-"Peki Lila,senin buraya gelmen için ne yapabilirim?"
Sorduğu sorunun bende uyandırdığı şaşkınlıkla kapıyı kapatarak ona döndüm.
-"Neden benim gelmemi istiyorsun ki,buradaki herkes benimle aynı işi yapıyor." dedim yüzüne bir cevap beklercesine.
-"Herhangi bir nedenden değil sadece burada bir tek seni tanıyorum ve tahmin ettiğim kadarıyla benimle ilgilenmen için seni görevlendirdiler. E hal böyleyken ben de senin benimle ilgilenebileceğini düşündüm" dedi alay edercesine.
Tanrım tüm bu ünlüler bu kadar şımarık ve hazır olmak zorunda mıydı ya da sadece bana mı böyleleri denk geliyordu? Ve kabul etmeliydim ki haklıydı. Bir gün boyunca bana emanetti.

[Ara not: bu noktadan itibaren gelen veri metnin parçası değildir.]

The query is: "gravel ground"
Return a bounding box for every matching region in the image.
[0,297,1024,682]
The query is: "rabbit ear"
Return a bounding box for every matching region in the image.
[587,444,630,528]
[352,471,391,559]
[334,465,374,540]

-"Yo hayır yanlış düşünmüyorsun fakat ilgilenmem gereken beş oda ve girmem gereken bir ameliyat var. Senin de dediğin gibi hal böyleyken en az sıkıntısı olan sen oluyorsun. Sadece sekiz adet dikiş attım ve bunu gayet güzel bir şekilde yaptım. Uzun bir süre canın yanmaz uyuşturucunun etkisi var çünkü." dedim ondan üstün olduğumu belirterek ve ardından konuşmasına izin vermeden ekledim.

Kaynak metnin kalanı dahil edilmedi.